Although now unoccupied, this fine and well-proportioned house retains its early form and character. The wide central fanlit doorway, the shallow hipped roof and the central Wyatt window at first floor level gives this building a Regency feel, suggesting that it was built or rebuilt during the first decades of the nineteenth century. This building also remains much of its early fabric, including timber sliding sash windows. The low roofline and the squat window openings at first floor level help this building quite a robust architectural character. The wide fanlit doorway with the Wyatt window over provides an attractive central focus to the main façade and adds decorative interest to the otherwise plain front façade (south).
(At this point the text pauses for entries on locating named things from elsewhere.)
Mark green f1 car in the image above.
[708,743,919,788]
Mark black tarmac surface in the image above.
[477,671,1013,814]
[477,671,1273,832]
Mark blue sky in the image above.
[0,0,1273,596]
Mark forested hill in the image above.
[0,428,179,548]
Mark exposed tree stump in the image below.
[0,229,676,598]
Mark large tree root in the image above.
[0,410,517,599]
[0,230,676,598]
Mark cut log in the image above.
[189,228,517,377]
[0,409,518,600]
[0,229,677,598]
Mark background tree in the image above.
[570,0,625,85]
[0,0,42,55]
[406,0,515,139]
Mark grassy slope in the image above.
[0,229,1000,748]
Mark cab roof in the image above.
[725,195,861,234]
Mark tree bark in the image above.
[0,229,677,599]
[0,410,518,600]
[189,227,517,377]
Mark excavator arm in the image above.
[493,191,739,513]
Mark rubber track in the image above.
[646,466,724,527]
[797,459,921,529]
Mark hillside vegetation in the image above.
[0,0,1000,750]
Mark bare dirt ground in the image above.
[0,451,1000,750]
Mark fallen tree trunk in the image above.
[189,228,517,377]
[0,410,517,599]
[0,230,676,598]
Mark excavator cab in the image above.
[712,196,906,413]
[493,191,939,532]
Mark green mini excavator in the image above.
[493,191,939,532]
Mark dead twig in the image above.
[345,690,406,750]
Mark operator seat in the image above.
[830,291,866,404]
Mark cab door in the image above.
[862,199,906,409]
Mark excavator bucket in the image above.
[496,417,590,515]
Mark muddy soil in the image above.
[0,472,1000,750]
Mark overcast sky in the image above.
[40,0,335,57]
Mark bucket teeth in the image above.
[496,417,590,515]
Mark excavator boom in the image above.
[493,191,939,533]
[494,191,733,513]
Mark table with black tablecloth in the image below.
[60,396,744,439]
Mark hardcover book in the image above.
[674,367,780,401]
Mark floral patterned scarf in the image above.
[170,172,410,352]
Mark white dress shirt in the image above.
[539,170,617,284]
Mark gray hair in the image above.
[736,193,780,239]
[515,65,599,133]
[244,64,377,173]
This building is an example of the language of classical architecture stripped to its barest fundamental elements, which creates a fine dwelling in a subtle style. This is exhibited through features such as the rigid symmetry to the main elevation, the central round-headed doorway, the diminishing window openings and centrally placed chimneystacks. The form of this building is typical of many middle-sized rural houses dating to the first decades of the nineteenth century and built by prosperous farmers, professionals, clergy and members of the minor gentry. The timber casement windows at ground floor level, and possibly the doorway with sidelights, to the front elevation were probably added c. 1900. The simple collection of outbuildings to the rear and the rubble stone boundary walls to site add considerably to the setting of this notable composition. The present building may contain the fabric of an earlier building to site, and it was the residence of a Robertson (Robinson) Esq. c. 1780 (Taylor and Skinner map 1777 – 1783). There are references to the Robinson family at Lissglassock/Lisglassoge dating back to the start of the eighteenth century (1717 and 1725). Lisglassock House was the home of a John Robinson Esq. in 1837 (Lewis). John Robertson (1766 – 1839) was an important person in County Longford, serving as High Sheriff in 1809, and as a grand juror and as a magistrate for almost 40 years. The Robinson family (John Robinson) also had a seat at nearby Park Place c. 1837, now demolished (13402308). The Robinson family were still resident at Lisglassock in 1901. This building remains an important element of the built heritage of the local area, and is one of a number of attractive middle-sized houses in south County Longford.